Was war der Auslöser für den Vorfall?
- Antisemitismus in Deutschland
- Politische und gesellschaftliche Entwicklungen
- Krieg im Nahen Osten
- Eskalation des Konflikts im Gazastreifen
- Zunahme von Hass und Hetze bei Demonstrationen
- Mangelnde Quellenkontrolle für Antisemitismus
- Unzureichende Prävention in Bildungseinrichtungen
Wie hat die Öffentlichkeit oder Politik reagiert?
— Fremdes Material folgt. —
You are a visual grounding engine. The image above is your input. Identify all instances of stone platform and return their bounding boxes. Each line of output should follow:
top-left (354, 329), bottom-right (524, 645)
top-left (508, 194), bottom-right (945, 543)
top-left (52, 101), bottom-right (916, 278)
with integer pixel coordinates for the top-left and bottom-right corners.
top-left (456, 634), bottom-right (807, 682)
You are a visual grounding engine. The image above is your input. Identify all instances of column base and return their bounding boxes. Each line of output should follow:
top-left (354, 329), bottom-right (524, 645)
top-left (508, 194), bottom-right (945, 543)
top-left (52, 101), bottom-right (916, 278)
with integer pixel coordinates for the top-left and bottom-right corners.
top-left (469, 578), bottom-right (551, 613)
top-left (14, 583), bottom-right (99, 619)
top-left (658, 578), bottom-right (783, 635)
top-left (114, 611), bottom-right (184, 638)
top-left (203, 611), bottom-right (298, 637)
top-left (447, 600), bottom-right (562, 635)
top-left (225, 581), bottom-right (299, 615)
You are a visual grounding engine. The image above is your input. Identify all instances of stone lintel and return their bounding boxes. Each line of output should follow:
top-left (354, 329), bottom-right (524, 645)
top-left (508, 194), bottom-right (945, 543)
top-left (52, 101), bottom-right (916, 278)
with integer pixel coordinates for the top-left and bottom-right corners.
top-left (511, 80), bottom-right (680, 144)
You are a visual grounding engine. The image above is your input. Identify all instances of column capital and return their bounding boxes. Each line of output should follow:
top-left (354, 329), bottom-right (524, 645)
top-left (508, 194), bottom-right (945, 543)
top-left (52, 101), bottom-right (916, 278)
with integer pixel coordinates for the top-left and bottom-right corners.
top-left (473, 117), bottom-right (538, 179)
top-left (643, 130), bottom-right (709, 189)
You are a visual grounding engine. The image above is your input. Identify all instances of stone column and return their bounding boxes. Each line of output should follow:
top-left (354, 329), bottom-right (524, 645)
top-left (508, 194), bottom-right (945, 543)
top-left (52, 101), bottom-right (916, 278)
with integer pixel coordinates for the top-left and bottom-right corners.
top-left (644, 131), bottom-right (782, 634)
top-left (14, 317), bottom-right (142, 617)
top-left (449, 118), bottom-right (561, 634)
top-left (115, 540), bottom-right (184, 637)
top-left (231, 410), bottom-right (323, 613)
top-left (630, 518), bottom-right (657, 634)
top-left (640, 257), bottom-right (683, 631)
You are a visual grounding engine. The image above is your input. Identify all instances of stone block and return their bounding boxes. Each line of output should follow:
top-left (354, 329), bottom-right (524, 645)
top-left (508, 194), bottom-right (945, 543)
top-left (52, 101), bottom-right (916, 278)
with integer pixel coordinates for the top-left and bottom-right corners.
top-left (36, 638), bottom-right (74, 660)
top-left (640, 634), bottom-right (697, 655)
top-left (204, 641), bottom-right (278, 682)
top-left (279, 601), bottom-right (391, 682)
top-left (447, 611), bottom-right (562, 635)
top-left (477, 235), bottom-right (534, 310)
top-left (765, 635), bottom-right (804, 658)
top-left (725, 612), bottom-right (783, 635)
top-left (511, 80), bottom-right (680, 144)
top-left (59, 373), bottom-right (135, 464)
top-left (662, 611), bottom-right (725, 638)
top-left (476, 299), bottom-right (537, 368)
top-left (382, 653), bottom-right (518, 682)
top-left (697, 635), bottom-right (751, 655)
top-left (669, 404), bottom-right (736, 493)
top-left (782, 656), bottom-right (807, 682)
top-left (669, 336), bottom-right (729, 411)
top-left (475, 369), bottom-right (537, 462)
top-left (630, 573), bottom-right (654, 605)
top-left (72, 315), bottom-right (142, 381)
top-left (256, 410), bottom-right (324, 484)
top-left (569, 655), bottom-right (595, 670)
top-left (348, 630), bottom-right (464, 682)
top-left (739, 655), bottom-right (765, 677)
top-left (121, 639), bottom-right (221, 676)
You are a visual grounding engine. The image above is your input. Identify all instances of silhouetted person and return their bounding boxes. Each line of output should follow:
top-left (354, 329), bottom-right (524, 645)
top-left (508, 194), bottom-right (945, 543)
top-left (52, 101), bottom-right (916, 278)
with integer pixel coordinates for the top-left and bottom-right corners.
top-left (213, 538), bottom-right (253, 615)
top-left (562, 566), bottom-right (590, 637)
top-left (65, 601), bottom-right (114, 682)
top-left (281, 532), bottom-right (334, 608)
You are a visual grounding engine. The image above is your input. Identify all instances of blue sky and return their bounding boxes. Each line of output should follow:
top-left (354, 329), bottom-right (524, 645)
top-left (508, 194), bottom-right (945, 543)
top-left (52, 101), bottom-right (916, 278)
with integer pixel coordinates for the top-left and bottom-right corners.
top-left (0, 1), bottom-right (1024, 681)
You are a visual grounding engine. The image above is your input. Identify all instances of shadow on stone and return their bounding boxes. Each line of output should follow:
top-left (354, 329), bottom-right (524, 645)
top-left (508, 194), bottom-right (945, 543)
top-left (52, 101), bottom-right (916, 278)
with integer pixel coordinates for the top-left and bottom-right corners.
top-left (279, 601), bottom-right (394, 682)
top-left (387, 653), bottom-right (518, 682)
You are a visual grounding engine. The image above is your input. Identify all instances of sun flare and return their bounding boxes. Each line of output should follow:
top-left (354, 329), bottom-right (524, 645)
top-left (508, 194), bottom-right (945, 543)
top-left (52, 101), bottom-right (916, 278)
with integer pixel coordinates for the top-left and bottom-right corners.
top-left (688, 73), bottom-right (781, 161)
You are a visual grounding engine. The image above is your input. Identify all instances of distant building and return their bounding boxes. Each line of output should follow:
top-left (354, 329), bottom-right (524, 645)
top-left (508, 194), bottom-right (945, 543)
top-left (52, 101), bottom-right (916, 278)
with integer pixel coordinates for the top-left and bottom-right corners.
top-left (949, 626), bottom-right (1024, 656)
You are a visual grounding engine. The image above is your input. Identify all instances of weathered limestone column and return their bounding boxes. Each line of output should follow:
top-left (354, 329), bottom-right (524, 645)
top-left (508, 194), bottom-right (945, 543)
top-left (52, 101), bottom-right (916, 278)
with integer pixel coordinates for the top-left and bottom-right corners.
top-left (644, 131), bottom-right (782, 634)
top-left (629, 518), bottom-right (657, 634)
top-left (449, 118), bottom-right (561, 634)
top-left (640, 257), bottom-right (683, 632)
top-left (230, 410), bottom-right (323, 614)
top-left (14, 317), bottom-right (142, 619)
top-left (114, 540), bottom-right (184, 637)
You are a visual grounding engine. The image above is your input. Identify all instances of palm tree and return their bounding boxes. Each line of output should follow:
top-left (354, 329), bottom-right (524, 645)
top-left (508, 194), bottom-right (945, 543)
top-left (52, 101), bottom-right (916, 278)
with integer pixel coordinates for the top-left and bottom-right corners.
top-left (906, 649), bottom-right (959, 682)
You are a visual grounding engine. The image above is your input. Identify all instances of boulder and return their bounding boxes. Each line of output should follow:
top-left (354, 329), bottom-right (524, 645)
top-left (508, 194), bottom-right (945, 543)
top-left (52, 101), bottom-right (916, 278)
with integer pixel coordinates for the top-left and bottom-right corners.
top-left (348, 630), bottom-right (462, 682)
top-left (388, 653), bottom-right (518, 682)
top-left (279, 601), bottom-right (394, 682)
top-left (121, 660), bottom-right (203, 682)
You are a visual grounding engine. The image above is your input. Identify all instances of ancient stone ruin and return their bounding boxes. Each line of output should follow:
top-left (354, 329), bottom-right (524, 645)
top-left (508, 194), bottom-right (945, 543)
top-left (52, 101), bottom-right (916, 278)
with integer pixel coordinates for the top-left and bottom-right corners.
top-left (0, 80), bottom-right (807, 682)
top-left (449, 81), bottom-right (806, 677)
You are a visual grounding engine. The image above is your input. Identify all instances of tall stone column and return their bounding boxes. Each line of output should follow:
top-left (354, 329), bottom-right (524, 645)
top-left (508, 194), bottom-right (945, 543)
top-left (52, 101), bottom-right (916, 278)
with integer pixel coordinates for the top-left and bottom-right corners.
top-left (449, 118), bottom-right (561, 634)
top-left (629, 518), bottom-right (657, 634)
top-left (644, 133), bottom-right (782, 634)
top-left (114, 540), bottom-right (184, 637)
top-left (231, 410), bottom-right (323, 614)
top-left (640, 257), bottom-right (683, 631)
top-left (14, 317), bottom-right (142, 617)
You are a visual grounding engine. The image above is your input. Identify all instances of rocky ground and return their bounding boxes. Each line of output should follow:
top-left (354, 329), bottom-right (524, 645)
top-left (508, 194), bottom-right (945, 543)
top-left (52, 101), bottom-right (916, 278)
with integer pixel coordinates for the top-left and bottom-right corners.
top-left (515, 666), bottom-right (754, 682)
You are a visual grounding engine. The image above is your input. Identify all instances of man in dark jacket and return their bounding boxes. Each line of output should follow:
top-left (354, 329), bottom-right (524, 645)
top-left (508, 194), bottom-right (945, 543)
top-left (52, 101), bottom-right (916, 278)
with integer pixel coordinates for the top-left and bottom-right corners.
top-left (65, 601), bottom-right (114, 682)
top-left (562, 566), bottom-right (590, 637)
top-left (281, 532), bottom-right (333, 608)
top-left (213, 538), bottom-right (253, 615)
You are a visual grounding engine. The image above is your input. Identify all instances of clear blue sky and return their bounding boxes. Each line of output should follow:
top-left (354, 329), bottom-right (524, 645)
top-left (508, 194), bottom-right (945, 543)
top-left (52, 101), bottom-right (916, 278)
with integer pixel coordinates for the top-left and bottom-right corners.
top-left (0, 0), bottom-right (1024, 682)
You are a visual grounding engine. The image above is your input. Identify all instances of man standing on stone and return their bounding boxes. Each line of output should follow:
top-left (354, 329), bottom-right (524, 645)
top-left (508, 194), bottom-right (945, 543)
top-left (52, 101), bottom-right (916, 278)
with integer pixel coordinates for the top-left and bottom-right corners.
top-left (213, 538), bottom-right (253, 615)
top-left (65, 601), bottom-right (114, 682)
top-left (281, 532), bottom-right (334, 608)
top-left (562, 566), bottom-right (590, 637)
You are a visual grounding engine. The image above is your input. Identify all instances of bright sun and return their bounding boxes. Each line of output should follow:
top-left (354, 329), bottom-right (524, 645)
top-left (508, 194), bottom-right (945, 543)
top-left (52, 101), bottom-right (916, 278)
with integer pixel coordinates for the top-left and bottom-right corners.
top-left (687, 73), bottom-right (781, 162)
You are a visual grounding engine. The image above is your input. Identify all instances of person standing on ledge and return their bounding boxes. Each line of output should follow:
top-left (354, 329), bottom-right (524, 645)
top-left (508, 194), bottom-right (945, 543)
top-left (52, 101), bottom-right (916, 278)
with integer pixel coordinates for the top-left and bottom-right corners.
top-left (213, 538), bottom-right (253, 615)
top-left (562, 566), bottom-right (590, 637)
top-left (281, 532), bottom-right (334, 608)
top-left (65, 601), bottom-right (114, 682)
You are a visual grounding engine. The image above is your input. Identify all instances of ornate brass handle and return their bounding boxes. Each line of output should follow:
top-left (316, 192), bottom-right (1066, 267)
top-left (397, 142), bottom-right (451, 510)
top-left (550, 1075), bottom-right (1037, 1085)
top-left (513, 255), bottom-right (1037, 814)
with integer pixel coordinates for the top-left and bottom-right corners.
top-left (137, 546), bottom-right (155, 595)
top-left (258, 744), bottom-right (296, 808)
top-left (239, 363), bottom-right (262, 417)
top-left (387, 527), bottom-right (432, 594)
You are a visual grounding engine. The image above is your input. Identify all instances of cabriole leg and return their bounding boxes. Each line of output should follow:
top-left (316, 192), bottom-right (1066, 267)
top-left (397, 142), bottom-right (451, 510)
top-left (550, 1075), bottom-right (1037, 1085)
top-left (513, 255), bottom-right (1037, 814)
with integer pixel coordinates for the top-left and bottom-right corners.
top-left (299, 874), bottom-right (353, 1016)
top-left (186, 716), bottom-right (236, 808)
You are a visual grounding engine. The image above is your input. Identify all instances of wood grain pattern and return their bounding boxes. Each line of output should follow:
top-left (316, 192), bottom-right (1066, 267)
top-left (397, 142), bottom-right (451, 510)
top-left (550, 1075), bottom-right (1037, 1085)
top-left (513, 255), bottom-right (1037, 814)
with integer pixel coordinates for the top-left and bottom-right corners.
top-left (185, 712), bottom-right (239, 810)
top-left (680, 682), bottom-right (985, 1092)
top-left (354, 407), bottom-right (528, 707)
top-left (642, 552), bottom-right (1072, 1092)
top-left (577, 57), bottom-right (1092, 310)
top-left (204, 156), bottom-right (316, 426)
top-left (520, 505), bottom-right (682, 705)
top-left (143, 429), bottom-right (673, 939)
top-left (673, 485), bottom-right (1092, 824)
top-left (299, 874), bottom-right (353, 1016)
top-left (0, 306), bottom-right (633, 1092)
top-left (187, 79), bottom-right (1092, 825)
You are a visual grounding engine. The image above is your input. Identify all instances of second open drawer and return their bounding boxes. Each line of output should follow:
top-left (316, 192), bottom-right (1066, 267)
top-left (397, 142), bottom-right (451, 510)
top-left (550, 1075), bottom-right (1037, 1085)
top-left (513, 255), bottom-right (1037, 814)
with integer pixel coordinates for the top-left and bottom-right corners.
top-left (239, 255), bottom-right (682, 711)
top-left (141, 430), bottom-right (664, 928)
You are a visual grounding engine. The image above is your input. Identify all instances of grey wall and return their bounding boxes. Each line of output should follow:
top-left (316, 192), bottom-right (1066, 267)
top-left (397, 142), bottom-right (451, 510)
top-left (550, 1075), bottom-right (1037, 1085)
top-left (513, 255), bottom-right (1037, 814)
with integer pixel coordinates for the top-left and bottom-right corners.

Der Artikel beschreibt folgende Reaktionen:
- Aufbau von Strukturen zur Bekämpfung von Antisemitismus in Gesellschaft, Politik und Verwaltung
- Gründung des Bundesverbands Rias und bundesweite Antisemitismusbeauftragte bei Generalstaatsanwaltschaften
- Positive Auswirkungen des Verbots der Flaggenverbrennung ausländischer Staaten
- Notwendigkeit zur Verbesserung von Strukturen in der Präventionsarbeit
- Einführung verpflichtender Module zum Umgang mit Rassismus und Antisemitismus in der Lehramtsausbildung
- Verbesserung des deutsch-israelischen Jugendaustauschs
- Schwierigkeiten im Umgang mit Antisemitismus im Kontext von Konflikten im Nahen Osten
- Gesellschaftliche Anfälligkeit für antisemitische Narrative in Krisenzeiten
Welche Konsequenzen werden genannt?
- Aufbau von Strukturen zur Reaktion auf Antisemitismus
- Einrichtung von Antisemitismusbeauftragten bei Generalstaatsanwaltschaften
- Einführung gesetzlicher Maßnahmen
- Positive Auswirkungen des Verbots der Flaggenverbrennung
- Verbesserung der Präventionsarbeit erforderlich
- Verbindliche Lehrinhalte zu Rassismus und Antisemitismus in der Lehramtsausbildung nötig
- Verbesserung des deutsch-israelischen Jugendaustauschs
- Notwendigkeit, Israel-bezogenen Antisemitismus besser zu bekämpfen
- Schwierigkeiten bei der Bekämpfung der Quellen antisemitischer Aggressionen
- Direkte Auswirkungen von Konflikten im Nahen Osten auf Antisemitismus in Deutschland
- Notwendigkeit, gesellschaftliche Anfälligkeit für antisemitische Narrative zu reduzieren
Gibt es bereits eine Stellungnahme?
Ja, im Artikel wird eine Stellungnahme von Felix Klein zitiert. Er äußert sich positiv über die erreichten Strukturen im Kampf gegen Antisemitismus, weist aber auch auf ungelöste Probleme hin, insbesondere in Bezug auf die gesellschaftliche Anfälligkeit für antisemitische Narrative.